O presidente da Rússia, Vladimir Putin, disse nesta terça-feira (29) que a Rússia não vê nenhuma necessidade de aplicar sanções contra o Ocidente, mas que pode reconsiderar a participação de companhias ocidentais em sua economia, incluindo projetos de energia, se as sanções continuarem.

Nesta segunda, os Estados Unidos anunciaram novas sanções que têm como alvo líderes de negócios e empresas ligadas a Putin, enquanto a União Europeia divulgou nesta terça 15 nomes de russos e ucranianos atingidos por congelamento de bens e proibição de viagens, por conta da crise política na Ucrânia.

“Nós não gostaríamos de recorrer a qualquer medida em resposta (às sanções aplicadas por Estados Unidos e União Europeia)”, disse o presidente russo a jornalistas depois de uma reunião com líderes da Bielorrússia e do Cazaquistão. “Mas se elas continuarem, é claro que nós teremos que pensar sobre quem está trabalhando nos setores chaves da economia russa, incluindo o setor energético, e como (estão trabalhando)”.

Já o ministro russo das Relações Exteriores, Sergei Lavrov, que havia anunciado que a Rússia responderia às sanções, criticou nesta terça as sanções dos Estados Unidos e da União Europeia contra a Rússia.
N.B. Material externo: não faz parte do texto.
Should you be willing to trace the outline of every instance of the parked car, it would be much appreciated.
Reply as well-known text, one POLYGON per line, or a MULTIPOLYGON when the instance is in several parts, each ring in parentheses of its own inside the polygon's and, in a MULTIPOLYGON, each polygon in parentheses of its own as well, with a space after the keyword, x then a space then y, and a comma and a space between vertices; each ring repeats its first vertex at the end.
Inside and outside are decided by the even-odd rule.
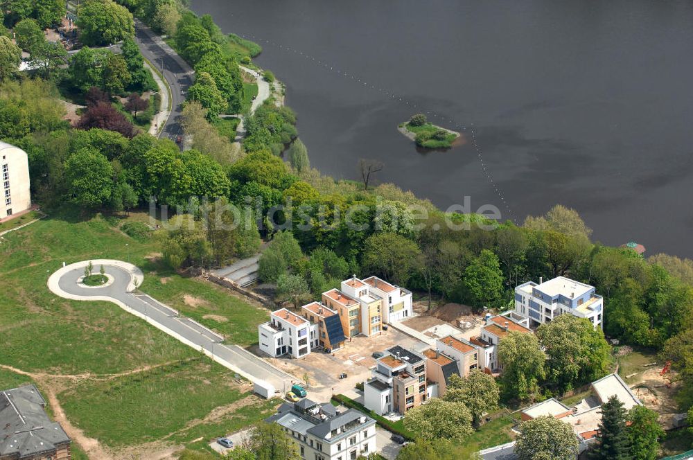
POLYGON ((294 392, 297 396, 301 398, 305 398, 308 393, 306 391, 306 389, 298 384, 294 384, 291 386, 291 391, 294 392))

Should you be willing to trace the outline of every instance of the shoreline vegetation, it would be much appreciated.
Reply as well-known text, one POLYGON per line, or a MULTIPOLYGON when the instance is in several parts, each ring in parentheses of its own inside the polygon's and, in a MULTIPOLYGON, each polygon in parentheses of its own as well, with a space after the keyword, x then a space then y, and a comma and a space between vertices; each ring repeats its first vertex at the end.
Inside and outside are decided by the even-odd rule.
POLYGON ((409 121, 400 123, 397 130, 426 149, 448 150, 465 143, 460 133, 434 125, 423 114, 412 115, 409 121))

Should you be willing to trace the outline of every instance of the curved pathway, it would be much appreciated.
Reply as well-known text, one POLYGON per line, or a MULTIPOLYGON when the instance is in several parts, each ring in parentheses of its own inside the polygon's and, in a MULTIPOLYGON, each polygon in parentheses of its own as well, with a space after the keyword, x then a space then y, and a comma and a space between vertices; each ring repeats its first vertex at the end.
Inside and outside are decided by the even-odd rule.
POLYGON ((222 336, 182 317, 173 308, 145 294, 136 293, 144 276, 132 264, 109 259, 91 260, 94 272, 98 273, 103 265, 112 282, 103 287, 81 284, 79 281, 88 263, 85 260, 60 269, 49 278, 49 289, 65 299, 112 302, 252 382, 268 382, 283 391, 296 380, 237 345, 222 344, 222 336))

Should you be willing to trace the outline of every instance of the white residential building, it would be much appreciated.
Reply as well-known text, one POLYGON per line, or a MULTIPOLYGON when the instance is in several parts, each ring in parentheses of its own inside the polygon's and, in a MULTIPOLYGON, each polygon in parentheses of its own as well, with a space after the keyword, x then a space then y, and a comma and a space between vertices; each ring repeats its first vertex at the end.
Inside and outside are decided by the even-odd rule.
POLYGON ((0 222, 3 222, 31 208, 26 152, 0 141, 0 172, 2 173, 0 222))
POLYGON ((299 358, 317 346, 317 325, 281 308, 270 315, 270 321, 258 326, 260 350, 272 357, 290 355, 299 358))
POLYGON ((377 450, 375 420, 353 409, 340 414, 329 402, 285 402, 265 421, 281 426, 306 460, 356 460, 377 450))
POLYGON ((515 288, 515 314, 529 319, 537 327, 559 315, 569 313, 587 318, 594 327, 602 328, 604 299, 593 286, 558 276, 539 284, 529 281, 515 288))
POLYGON ((428 397, 426 357, 399 345, 376 360, 373 378, 363 384, 363 405, 378 415, 406 414, 428 397))
POLYGON ((396 323, 412 316, 412 292, 378 276, 363 280, 369 291, 383 299, 383 322, 396 323))

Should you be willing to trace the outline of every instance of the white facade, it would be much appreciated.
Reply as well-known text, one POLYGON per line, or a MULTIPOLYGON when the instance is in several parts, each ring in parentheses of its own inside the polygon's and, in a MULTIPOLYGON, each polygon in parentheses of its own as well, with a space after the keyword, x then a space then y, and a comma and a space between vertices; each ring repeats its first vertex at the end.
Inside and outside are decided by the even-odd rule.
POLYGON ((529 281, 515 288, 514 312, 529 318, 532 327, 570 313, 587 318, 595 328, 602 328, 604 299, 593 286, 559 276, 536 284, 529 281))
POLYGON ((396 323, 412 316, 412 292, 378 276, 364 280, 371 292, 383 299, 383 321, 396 323))
POLYGON ((329 403, 284 404, 265 421, 277 423, 306 460, 351 460, 376 452, 376 421, 355 409, 340 414, 329 403))
POLYGON ((317 343, 317 325, 282 308, 272 312, 270 321, 258 326, 258 342, 260 350, 272 357, 303 357, 317 343))
POLYGON ((0 142, 0 220, 19 214, 31 207, 29 192, 29 162, 21 148, 0 142))

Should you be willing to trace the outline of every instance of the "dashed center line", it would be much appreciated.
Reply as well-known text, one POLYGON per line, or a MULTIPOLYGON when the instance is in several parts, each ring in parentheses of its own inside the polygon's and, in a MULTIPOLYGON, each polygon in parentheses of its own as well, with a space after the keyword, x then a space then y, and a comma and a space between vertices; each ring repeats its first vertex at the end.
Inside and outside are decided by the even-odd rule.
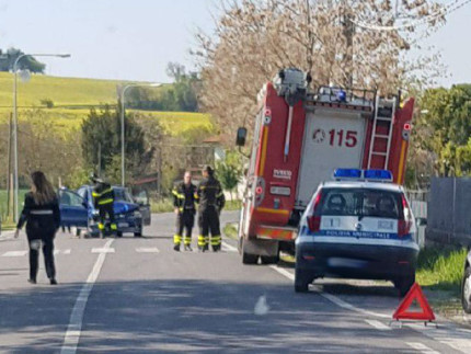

Ele disse que as punições desafiam o bom senso e são o trabalho de políticos ocidentais fracos “tentando pôr a culpa em outros”.

Nesta terça-feira, a UE anunciou o de 15 russos e ucranianos em resposta às ações da Rússia na Ucrânia, um dia depois de os EUA anunciarem sanções a sete russos e 17 empresas ligadas ao presidente russo, Vladimir Putin.

“Rejeitamos sanções em quaisquer de nossas relações, especialmente aquelas patrocinadas pelos Estados Unidos e pela União Europeia, que desafiam o bom senso em relação aos acontecimentos na Ucrânia”, afirmou Lavrov durante uma visita a Cuba.

“As tentativas de culpar outros é o resultado de políticos fracos, ou daqueles políticos que entendem que suas ambições geopolíticas fracassaram e estão tentando culpar outros”, disse Lavrov.

A Rússia anexou a região da Crimeia depois que o presidente ucraniano pró-Moscou Viktor Yanukovich foi deposto em fevereiro por manifestantes que exigiam laços mais próximos com a Europa. Kiev e o Ocidente acusam a Rússia de incitar uma campanha separatista no leste ucraniano, região predominantemente de etnia russa, uma acusação que Moscou refuta.

Lavrov está fazendo uma viagem planejada há tempos à América Latina nesta semana e recebeu nesta terça-feira o apoio do ministro cubano das Relações Exteriores, Bruno Rodríguez, que disse que seu país “rejeita energicamente” as sanções.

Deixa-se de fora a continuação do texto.